I've got a dedicated room for a HT, which is just under 3000 cubic sq feet. Planning to run off of my Denon 3312 due to their sensitivity, but may eventually try a 3-channel amp.


----------



## Jungle Jack (Jul 28, 2009)

bokeh said:


> Which should I go with for my LCR?
> 
> I've got a dedicated room for a HT, which is just under 3000 cubic sq feet. Planning to run off of my Denon 3312 due to their sensitivity, but may eventually try a 3-channel amp.


I like your style. As you know, both are relatively similar. I would personally skew more towards the JBL, but I could easily be convinced otherwise. 3312 should be solid for either. It will cost some money to find a subwoofer that meshes perfectly with the JBL's with it having a 15" radiator. Were you going to use the KW-120 if doing the Klipsch? If not, same applies.


----------



## bokeh (Nov 13, 2013)

Jungle Jack said:


> I like your style. As you know, both are relatively similar. I would personally skew more towards the JBL, but I could easily be convinced otherwise. 3312 should be solid for either. It will cost some money to find a subwoofer that meshes perfectly with the JBL's with it having a 15" radiator. Were you going to use the KW-120 if doing the Klipsch? If not, same applies.


Thank you for chiming in. I was considering going with two CHT SS 18.2 for a total of four 18" drivers, but may bump up to four 18.2 if I'm convinced there is a substantial performance jump for the cost...and if I can sneak the extra two past my wife


----------



## Jungle Jack (Jul 28, 2009)

bokeh said:


> Thank you for chiming in. I was considering going with two CHT SS 18.2 for a total of four 18" drivers, but may bump up to four 18.2 if I'm convinced there is a substantial performance jump for the cost...and if I can sneak the extra two past my wife


I have a sneaking suspicion that you are going to have a pretty sick HT... You do know that a Bose WaveRadio offers "equivalent" sound in a very form friendly package? Don't Ya? If not able to handle the crescendo of the Bose, the CHT's are an excellent choice. I really do look forward to reading about your build.


----------



## bokeh (Nov 13, 2013)

Jungle Jack said:


> I have a sneaking suspicion that you are going to have a pretty sick HT... You do know that a Bose WaveRadio offers "equivalent" sound in a very form friendly package? Don't Ya? If not able to handle the crescendo of the Bose, the CHT's are an excellent choice. I really do look forward to reading about your build.


In our house, we refer to them as 'Those-that-we-don't-speak-of.' We're just not worthy. We even avoid the entire wing of the mall where their store is. So much temptation, I tell you.

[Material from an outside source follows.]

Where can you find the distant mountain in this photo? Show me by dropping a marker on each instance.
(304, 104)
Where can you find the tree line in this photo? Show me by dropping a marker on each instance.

I think the Klipsch might be out of the running. I feel like I'm going to be sitting there wondering what I might be missing for not trying true commercial speakers. Now I'm comparing the 3677 and the 3722N.


----------



## Jungle Jack (Jul 28, 2009)

bokeh said:


> In our house, we refer to them as 'Those-that-we-don't-speak-of.' We're just not worthy. We even avoid the entire wing of the mall where their store is. So much temptation, I tell you.
> 
> I think the Klipsch might be out of the running. I feel like I'm going to be sitting there wondering what I might be missing for not trying true commercial speakers. Now I'm comparing the 3677 and the 3722N.


There ain't no replacement for displacement.... And again, I really do like your style.


----------



## skeeter99 (Jan 24, 2007)

What's the difference (besides looks) of the 3722 and 4722? Quick Google puts them at similar price points ... I'd LOVE to do full screen arrays like those 

Scott


----------



## bokeh (Nov 13, 2013)

skeeter99 said:


> What's the difference (besides looks) of the 3722 and 4722? Quick Google puts them at similar price points ... I'd LOVE to do full screen arrays like those
> 
> Scott


The 3722N (N for passive) is rated at 400W and 4722N is 600W, and about $400 difference in price.

The other info I keep running across is how wide either model will have to be placed due to their huge dispersion. So for me, if I have a screen that is about 13' wide, I don't know how great they will sound if all three are 'squeezed' behind the AT screen. Wish I could audition them instead having to buy and test.


----------